Em paralelo, ainda em conformidade ao observado pelo líder do grupo de estudo da arte ligada à sustentabilidade e mudanças climáticas, somente após gradual mudança tecnológica e social, um crescimento sustentável e igualitário pode ser promovido nas nações em desenvolvimento. Em suma, tal impossibilidade de oferta digna de condições básicas de vida justificam a atual realidade de ausência de saneamento básico em áreas periféricas. Com um enfoque em São João del-Rei, nas regiões desassistidas pela prefeitura, geralmente com adensamentos populacionais desregulados, o tratamento de água e esgoto é precário, a coleta de lixo é falha ou, até mesmo, inexistente e, a manutenção de espaços públicos, como praças e matas adjacentes, não ocorre de forma adequada. Devido a essas condições sanitárias negativas, a tendência é que haja um acúmulo constante de água em recipientes impróprios, o que resulta na rápida multiplicação do mosquito transmissor. 

Analisa-se, portanto, que por mais que nenhuma pessoa esteja imune à dengue, o risco é consideravelmente maior para a população marginalizada. Comunidades abastadas também enfrentam a dificuldade de acesso à saúde pública e carecem do respaldo dos órgãos responsáveis pelo controle vetorial, tornando-as mais vulneráveis e, cada vez mais, invisibilizadas frente ao combate à dengue. 

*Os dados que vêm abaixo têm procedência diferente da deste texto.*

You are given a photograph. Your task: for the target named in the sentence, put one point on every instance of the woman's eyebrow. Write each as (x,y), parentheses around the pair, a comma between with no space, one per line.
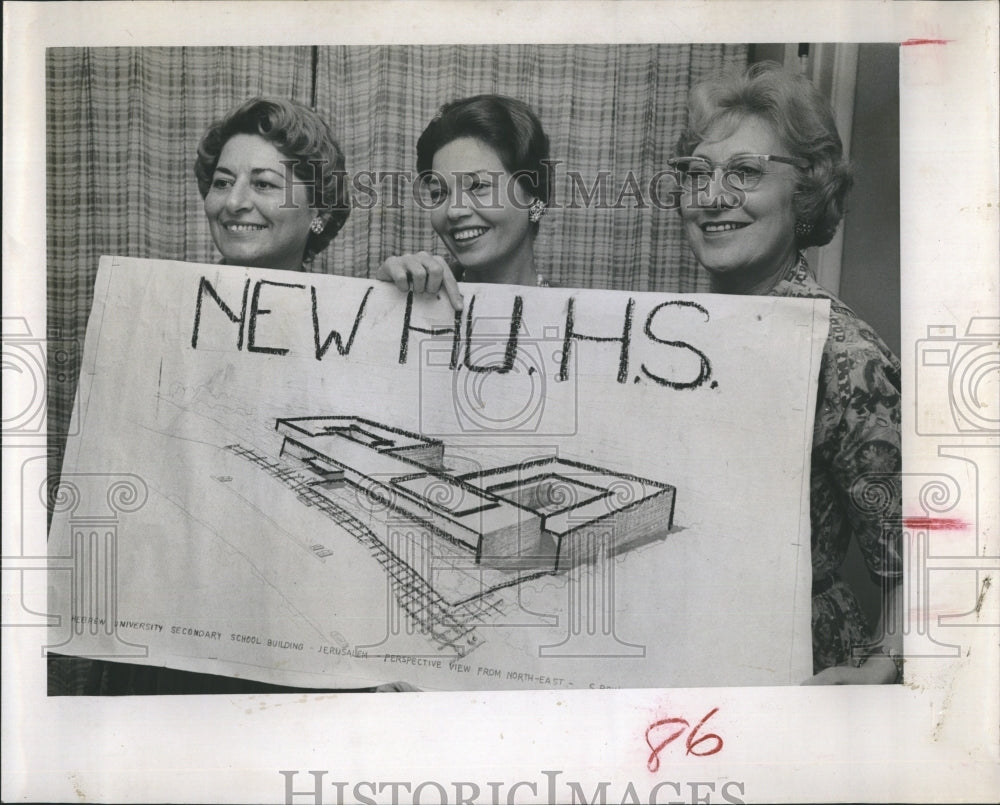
(253,171)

Esse processo discriminatório é uma questão tanto relacionada aos direitos humanos quanto ambientais, afinal, está diretamente ligada à falta de políticas públicas que proveem serviços básicos, como o tratamento de água e esgoto, além do uso comum de um meio-ambiente equilibrado e que não venha a interferir na qualidade de vida. Em São João del-Rei, visa-se a participação das comunidades desassistidas nas tomadas de decisões do governo municipal, afinal, sem investimentos que promovem o bem estar populacional os casos de dengue seguirão crescendo de forma contínua.